According to a news report he'd seen the night before, U.S. presidential elections were "an indirect voting process incomprehensible to the country's own populace."
Well, I said, there is a popular vote. And an electoral vote, too. At the same time. Only the second one counts.
The Boy raised his eyebrows.
I'm not defending it, I insisted, and stole some Crazy Orange Chicken sauce off his plate.
This morning I looked up Primaries on Wikipedia. (Ah. Seems I could vote.) Then Electoral College. I read select sentences aloud.
Currently each state uses the popular vote on Election Day to appoint electors.
Although ballots list the names of the presidential candidates, voters within the 50 states and the District of Columbia are actually choosing Electors from their state when they vote for President and Vice President
Oh.
That's what I thought, said the Boy.
He stood in the shower calculating how 51 percent of the popular vote might mean loss of the electoral vote. Let me explain it to you, he said.
Still, I did not get it. Too much math, I complained.

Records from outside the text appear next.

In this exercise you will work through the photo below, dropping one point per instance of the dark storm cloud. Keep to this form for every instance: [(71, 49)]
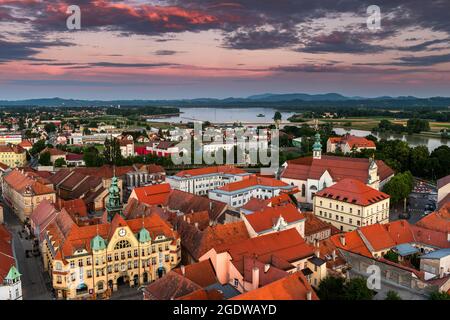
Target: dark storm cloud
[(165, 52), (12, 51), (260, 39), (247, 24)]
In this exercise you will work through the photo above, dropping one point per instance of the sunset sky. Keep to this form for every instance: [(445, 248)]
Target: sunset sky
[(206, 48)]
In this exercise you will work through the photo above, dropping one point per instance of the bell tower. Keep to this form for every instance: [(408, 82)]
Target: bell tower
[(373, 179), (317, 147), (113, 204)]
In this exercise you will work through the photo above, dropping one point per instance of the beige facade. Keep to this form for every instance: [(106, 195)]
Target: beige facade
[(347, 216)]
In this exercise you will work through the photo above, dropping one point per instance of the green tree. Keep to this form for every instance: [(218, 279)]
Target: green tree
[(356, 289), (392, 295), (60, 162), (44, 159)]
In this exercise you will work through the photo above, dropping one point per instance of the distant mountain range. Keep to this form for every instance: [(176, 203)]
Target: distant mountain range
[(261, 100)]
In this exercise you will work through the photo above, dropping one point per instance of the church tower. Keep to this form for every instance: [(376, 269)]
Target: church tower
[(317, 147), (373, 179), (113, 204)]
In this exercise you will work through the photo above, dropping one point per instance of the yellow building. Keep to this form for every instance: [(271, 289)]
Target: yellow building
[(23, 192), (350, 204), (89, 262), (13, 155)]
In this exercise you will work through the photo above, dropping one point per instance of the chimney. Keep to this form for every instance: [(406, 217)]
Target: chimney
[(255, 278), (342, 238)]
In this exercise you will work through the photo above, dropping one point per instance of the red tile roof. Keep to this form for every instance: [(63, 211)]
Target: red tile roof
[(197, 242), (286, 246), (353, 191), (210, 170), (22, 181), (292, 287), (443, 181), (157, 194), (338, 167), (6, 253), (265, 219), (315, 225)]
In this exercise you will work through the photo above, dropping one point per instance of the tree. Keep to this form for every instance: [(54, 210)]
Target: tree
[(391, 256), (392, 295), (44, 159), (356, 289), (399, 187), (331, 288), (418, 160), (437, 295), (60, 162)]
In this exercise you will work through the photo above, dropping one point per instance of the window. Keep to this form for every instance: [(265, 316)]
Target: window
[(122, 244)]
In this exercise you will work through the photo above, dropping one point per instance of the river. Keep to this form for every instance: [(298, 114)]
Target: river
[(226, 115), (413, 140), (250, 115)]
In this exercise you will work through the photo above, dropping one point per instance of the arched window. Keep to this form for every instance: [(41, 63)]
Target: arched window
[(122, 244)]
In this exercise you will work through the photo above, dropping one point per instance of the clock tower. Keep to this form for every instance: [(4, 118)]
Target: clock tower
[(113, 203)]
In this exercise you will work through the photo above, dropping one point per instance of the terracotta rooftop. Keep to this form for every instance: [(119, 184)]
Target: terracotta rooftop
[(314, 225), (292, 287), (210, 170), (170, 287), (353, 191), (265, 219), (279, 249), (22, 182), (6, 253), (338, 167)]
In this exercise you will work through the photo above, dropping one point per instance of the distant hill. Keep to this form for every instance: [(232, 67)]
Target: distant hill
[(284, 101)]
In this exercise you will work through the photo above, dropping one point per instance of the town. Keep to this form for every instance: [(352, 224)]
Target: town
[(94, 207)]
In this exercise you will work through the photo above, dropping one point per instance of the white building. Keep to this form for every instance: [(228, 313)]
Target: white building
[(350, 204), (200, 181), (274, 219), (237, 194)]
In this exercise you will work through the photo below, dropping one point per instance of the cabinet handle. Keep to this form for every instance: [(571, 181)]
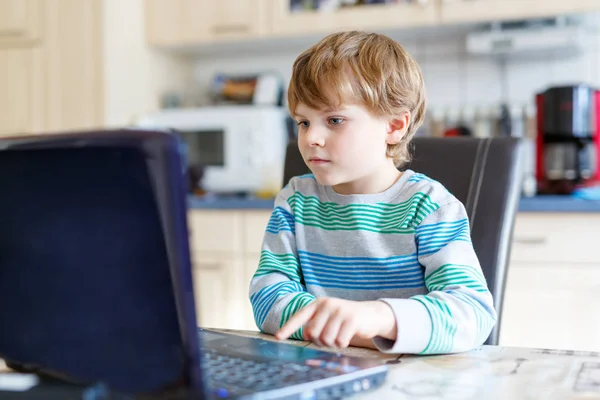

A month ago I wanted to know Bayreuth's position relative to Berlin. We were sitting on a sofa at the Schwarzwaldstuben. The Boy scrawled a map of Deutschland on a scrap of paper. "Oh," I said, surprised. "Bavaria runs along Germany's eastern border?" There was a clatter. Coulda been a waitress, fingers slipping. More likely the Boy's jaw. Falling.
To think his girlfriend, (supposed) member of the East Coast/West Coast intellectual elite, should need clarification on such matters from he, a Franconian of working-class origins.
I'm not that intellectual, I protested this morning. Not really political either.
Neither am I! he said.
Fine, I said. You are The Winner.
He left the house happy.
I was just saying that, though. You see, not so long ago, the name Judy Garland drew a blank stare.
No, really, I said, Liza Minelli's mother? Adored by gay masses? Star of Wizard of Oz?
The film at least he knew.
Also. Until the evening of December 31, 2007, Bayreuth Boy had never heard of Georgia O'Keefe. Her name cropped up due to the exceedingly phallic New Year's Eve party invitation he designed. "That's how bottle rockets are shaped!" he said of the exceedingly lengthened representation he and Gauloise-devouring Felix had spent hours perfecting. Its bulbous tip pierced the second zero of "2008."
For the first time in our relationship, I was speechless. Usually it's the other way around. "Infantile," I managed to sputter, then downloaded Georgia's blooming vaginas for him to study.
So. The Winner is me. I think that is clear. No?
For the record, the Electoral College was designed as a pre-media-age way for rural people to make an informed vote. They voted for electors, local people they knew, and then sent those electors to Washington to participate in the Electoral College: a gathering of electors to debate and barter votes until a President and Vice President could be chosen.
Today, some places districts still put the elector's names on the ballot; most put the candidates names on. Electors generally state for whom they are voting and generally stick to it, although they are not obligated to.
The College remains an effective way to help rural areas, although with a new function: Idaho, with a population of 1.5 million is significantly less important on the campaign circuit than Massachusetts -- with a population of 6.5 million. In terms of electoral votes, however, Idaho has four and Massachusetts has twelve, lessening the populatio differential from 6:1 to 3:1 -- or cutting it in half.
In this way, rural, less-populated areas are balanced a little against highly populated urban areas.
The popular vote is simply all the votes tallied.
Not that you asked.
But I have a question for you: what is the female equivalent of phallic?